From Norway we hear of the separation and pending divorce between Princess Märtha Louise and her husband of fourteen years, author Ari Behn. Although not too common within the European Royal families, in recent years there has been an alarming increase in these unhappy events. In England it started off with Princess Margaret in 1978, followed by the Princess Royal in 1992, the Prince of Wales and the Duke of York in 1996. In Denmark there is Prince Joachim in 2005 and in Holland Princess Irene in 1981 and Princess Christina in 1996. There are for obvious reasons fewer cases of divorce within Catholic families, but even they have had their share. Forgetting about the Monegasques, the recent (2009) divorce of Princess Elena of Spain comes to mind as well as a number of them within the house of Orléans. Among the Orthodox Royal Houses in the Balkans and in Russia, divorce seems to be more common than sticking together in lifelong marriages.
    In the 19th century Royal divorces were extremely scarce.

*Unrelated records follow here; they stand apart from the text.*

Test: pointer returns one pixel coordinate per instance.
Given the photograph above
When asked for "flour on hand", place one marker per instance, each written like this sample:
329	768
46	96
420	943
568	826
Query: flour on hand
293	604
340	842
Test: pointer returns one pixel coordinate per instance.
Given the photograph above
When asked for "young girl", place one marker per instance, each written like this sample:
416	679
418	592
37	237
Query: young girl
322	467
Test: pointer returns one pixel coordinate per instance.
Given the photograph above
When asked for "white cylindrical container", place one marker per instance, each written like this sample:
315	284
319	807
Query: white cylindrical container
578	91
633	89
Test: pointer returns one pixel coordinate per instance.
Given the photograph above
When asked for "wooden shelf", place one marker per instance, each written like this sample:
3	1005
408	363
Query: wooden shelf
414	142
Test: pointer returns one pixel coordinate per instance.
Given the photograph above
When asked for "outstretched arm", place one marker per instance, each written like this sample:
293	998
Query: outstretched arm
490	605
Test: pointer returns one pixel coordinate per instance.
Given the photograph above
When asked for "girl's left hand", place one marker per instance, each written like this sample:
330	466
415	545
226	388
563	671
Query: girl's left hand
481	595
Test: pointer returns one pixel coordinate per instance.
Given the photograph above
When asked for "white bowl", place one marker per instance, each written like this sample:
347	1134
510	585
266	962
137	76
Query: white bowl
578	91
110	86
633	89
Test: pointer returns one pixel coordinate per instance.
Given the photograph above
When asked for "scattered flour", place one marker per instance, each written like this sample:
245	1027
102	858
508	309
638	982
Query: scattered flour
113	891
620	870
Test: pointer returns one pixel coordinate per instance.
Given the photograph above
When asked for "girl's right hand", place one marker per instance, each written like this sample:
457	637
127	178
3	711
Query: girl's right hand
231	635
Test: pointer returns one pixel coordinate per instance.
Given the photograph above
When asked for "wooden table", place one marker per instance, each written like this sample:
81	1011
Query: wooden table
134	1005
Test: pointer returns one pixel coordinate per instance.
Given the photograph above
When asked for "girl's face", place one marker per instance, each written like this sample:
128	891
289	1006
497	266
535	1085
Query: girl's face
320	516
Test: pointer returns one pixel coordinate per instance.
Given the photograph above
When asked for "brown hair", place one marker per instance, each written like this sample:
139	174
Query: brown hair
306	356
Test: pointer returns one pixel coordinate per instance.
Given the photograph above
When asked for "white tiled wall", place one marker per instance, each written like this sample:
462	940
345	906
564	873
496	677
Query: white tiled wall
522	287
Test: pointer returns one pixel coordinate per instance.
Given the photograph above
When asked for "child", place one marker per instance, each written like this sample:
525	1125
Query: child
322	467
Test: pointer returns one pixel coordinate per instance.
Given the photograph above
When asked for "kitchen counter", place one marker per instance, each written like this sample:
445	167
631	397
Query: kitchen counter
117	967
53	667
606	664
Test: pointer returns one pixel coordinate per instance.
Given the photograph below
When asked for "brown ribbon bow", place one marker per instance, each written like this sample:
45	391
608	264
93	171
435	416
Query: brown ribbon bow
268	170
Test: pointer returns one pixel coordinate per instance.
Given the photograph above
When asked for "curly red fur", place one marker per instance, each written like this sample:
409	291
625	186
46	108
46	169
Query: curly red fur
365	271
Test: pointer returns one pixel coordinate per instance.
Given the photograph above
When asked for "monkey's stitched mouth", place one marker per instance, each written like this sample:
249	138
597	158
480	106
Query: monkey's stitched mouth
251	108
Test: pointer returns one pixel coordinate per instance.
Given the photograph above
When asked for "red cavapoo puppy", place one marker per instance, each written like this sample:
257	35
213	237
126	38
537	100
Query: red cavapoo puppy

Combing the genealogies, one comes up with just a few:



1809     Napoleon  Ω  Josephine
1810     Prince Christian (VIII) of Denmark  Ω  Duchess Charlotte of Mecklenburg-Schwerin
1812     King Gustav IV Adolf of Sweden  Ω  Princess Friederike of Baden
1820     Grand Duke Konstantin Pavlovich  Ω  Princess Juliane of Saxe-Coburg-Saalfeld
1826     Duke Ernst I of Saxe-Coburg-Saalfeld  Ω  Princess Luise of Saxe-Gotha-Altenburg
1837     Crown Prince Frederik (VII) of Denmark  Ω  Princess Wilhelmine of Denmark 
1843     Prince Gustav Wasa (Sweden)  Ω  Princess Luise of Baden 
1846     Crown Prince Frederik (VII) of Denmark  Ω  Duchess Caroline of Mecklenburg-Strelitz
1848     Duke Friedrich of Schleswig-Holstein-Sonderburg-Glücksburg  Ω  
             Princess Adelheid of Schaumburg-Lippe
1849     Princess Marianne of the Netherlands  Ω  Prince Albrecht of Prussia
1861     Landgrave Alexis of Hesse-Philippsthal-Barchfeld  Ω  Princess Luise of Prussia  
1880     Prince Albert I of Monaco  Ω  Lady Mary Douglas-Hamilton

Unique in this collection is the 1848 one, where the couple had married in 1841, only to divorce seven years later. Somehow the relation between them must have improved, since they remarried one another in 1854 and had four more children. One wonders what the story might have been there?     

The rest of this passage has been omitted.